16 January 2010

Take time for a QUiCK THiNK each day

What is knowledge?
Wow, what a question. What an important question. And yet such a hard one to answer.

I have heard David Snowden say that we have struggled as a civilisation for thousands of years to try and define "knowledge" and failed, so I along with David are highly sceptical when some management consultant spouts out a definitive explanation. Until Cognitive Neuroscience moves down to the detail of tracking individual neurons, nerves, synapses and hormonal systems I don't think we are even capable of guessing at the answer, and even then....

But despite this I do run across people every day who make simple mistakes, in business, in hockey, in relationships, in life, because they haven't sat down and thought about what it is to know and to think.

I constantly need to remind myself to reassess assumptions, to question social norms, to overcome mental shortcuts and stupid thinking. So I thought I might at least help my readers move a little way toward understanding knowledge through a daily reminder to quickly think about a question.

Ask yourself a question
We are all capable of so much more than we actually achieve. My hope is that if everyone just takes 60-90 seconds of their day to think about something to do with how they think, both individually and as a group, then I have made a difference in the world.

So keep an eye out on my Twitter stream @DeltaKnowledge for the QUiCK THiNK tweets each day. I hope they get you thinking!

4 comments :

Peter J. Coburn said...

Good thought Stu. I agree that we should spend more time thinking. 60-90 seconds spent well... you are making a difference!

Stuart French said...

Thanks Peter, I appreciate the encouragement. I have 4 months of the questions lined up so far all scheduled to fire off in the middle of the day.

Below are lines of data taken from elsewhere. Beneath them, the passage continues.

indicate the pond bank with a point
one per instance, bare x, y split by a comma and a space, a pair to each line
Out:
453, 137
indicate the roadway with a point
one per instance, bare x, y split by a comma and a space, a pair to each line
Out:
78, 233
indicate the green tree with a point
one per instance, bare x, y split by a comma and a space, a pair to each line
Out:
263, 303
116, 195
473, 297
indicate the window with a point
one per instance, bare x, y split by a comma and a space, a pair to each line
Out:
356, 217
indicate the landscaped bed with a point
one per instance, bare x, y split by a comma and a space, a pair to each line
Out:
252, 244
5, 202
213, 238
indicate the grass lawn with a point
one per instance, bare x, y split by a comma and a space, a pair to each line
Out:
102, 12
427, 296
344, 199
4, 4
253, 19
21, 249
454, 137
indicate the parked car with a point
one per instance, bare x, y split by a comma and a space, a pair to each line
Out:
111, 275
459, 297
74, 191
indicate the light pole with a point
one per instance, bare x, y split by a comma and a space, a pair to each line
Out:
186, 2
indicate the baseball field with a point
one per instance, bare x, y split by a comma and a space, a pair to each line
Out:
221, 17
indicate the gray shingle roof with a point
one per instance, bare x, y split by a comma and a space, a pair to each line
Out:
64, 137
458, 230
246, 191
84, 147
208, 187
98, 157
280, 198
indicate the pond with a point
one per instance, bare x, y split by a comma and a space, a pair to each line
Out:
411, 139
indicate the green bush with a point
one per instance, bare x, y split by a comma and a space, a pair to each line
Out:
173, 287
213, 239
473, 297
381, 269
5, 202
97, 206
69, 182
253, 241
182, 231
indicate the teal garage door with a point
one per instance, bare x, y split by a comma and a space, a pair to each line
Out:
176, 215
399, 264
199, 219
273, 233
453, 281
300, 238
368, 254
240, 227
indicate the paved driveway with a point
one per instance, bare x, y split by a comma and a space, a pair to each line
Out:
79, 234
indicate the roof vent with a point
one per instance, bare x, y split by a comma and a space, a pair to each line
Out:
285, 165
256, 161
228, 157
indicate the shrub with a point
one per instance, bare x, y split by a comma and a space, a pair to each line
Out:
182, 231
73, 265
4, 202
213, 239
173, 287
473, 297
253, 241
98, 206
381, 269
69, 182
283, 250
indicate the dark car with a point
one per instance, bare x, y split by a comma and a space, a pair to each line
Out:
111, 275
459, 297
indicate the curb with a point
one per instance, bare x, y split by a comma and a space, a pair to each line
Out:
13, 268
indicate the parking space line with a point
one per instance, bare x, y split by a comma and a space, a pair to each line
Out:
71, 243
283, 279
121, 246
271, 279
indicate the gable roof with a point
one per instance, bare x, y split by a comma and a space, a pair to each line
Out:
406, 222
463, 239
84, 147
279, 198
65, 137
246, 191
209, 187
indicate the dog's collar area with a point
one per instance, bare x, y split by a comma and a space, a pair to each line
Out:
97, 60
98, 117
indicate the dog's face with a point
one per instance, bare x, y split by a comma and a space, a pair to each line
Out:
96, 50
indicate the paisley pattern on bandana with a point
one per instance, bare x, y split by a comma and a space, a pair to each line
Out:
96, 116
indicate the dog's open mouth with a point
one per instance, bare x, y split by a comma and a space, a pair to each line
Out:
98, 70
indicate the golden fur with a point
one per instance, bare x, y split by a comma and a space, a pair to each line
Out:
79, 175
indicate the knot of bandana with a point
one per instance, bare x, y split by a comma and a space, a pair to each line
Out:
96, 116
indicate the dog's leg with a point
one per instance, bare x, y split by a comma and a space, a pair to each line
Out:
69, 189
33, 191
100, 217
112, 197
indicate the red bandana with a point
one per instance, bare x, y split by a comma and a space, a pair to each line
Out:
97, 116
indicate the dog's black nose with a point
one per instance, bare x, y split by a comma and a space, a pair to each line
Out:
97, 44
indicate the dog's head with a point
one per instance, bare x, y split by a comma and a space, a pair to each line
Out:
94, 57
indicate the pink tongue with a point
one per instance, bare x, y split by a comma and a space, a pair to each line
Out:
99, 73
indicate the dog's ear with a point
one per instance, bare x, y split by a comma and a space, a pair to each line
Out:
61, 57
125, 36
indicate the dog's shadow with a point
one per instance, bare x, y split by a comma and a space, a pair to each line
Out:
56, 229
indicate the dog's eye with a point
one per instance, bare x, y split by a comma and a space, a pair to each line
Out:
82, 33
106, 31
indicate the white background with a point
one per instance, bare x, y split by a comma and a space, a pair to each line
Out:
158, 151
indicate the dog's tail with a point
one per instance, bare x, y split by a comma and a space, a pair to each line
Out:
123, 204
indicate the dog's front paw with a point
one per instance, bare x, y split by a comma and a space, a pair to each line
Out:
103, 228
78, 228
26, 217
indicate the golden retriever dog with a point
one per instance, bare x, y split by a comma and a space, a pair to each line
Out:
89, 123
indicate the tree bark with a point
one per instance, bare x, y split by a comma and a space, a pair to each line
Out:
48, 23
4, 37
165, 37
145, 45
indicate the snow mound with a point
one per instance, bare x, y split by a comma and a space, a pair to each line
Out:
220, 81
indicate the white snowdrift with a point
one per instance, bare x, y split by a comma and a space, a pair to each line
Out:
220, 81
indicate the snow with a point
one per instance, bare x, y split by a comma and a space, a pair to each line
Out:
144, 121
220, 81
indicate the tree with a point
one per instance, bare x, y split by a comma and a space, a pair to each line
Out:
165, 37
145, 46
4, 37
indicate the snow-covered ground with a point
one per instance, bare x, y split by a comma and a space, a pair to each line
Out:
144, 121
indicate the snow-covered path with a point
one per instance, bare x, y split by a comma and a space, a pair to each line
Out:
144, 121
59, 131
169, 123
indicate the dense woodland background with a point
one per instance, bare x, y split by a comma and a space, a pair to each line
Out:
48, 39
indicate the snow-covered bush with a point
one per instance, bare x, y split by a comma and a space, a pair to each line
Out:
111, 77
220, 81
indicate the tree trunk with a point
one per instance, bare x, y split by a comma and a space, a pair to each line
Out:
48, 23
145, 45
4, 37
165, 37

I look forward to joining in the ensuing discussions.

kdelarue said...

... so @KateKendall's citation of Voltaire on Twitter just now is somewhat synchronicitous: "Judge a person by their questions, rather than their answers."

Stuart French said...

Well if I have to be judged, then I guess thats a good way to go :-) Actually Keith I didn't envision giving, or even discussing the answers, I was more interested in how people's understanding of knowledge would change simply by thinking about these questions, whether they came to a conclusion or not.